La culture de la politique suisse de l’époque apparaît sous notre regard actuel également très archaïque et non bureaucratique. Par exemple, après sa création, les dépenses de l’UNES ont été couvertes à 40 % par la Confédération – décision prise pour la décennie suivante, après une brève discussion avec le Conseiller fédéral Giuseppe Motta. On en trouve un autre exemple en 1960 : après qu’une banalité se transforme en surenchère de conflit au sein du comité, tous les membres en ont démissionné en bloc (volontairement ou par la force, selon l’interprétation), à la suite de quoi un conseiller municipal de la ville de Zurich a été chargé de rédiger un rapport. N’ayant rien de mieux à faire à l’époque, le conseiller a rédigé son rapport de manière très détaillée.
Depuis 1920, nous nous posons toujours les mêmes questions : comment harmoniser le système de bourses et le rendre plus généreux ? Comment peut-on améliorer les conditions d’études pour les étudiant-e‑s qui travaillent ? Comment peut-on faire du lobbying plus efficace ? Et comment organise-t-on une union financièrement stable, des comités assidus au travail et des sections actives ?
Bien que beaucoup de personnes soient dérangées par les mêmes discussions qui se répètent, le fait que cela soit le cas depuis notre création me rassure.
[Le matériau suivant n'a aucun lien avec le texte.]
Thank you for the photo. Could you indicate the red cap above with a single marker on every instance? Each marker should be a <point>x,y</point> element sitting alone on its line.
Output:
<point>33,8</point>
Car ainsi, peu importe qu’un vote lors de l’Assemblée des délégué-e‑s ne soit pas allé dans le sens souhaité, ou que certaines décisions erronées semblent apocalyptiques, ou encore qu’un problème ne puisse tout simplement pas être résolu de manière satisfaisante : l’UNES s’impose depuis cent ans avec des solutions temporaires, des impasses et de l’improvisation. Et jusqu’à maintenant, cela a fonctionné.
Lukas Buser était actif au sein de l’UNES entre 2017 et 2019, d’une part comme représentant de l’association des étudiant-e‑s de l’Université de Zurich (VSUZH) au Conseil des Sections, d’autre part en tant que membre de la Commission internationale et de solidarité (CIS) et de la Commission de la politique des hautes écoles (HoPoKo), ainsi que comme membre des groupes de travail réforme des cotisations des membres et structure.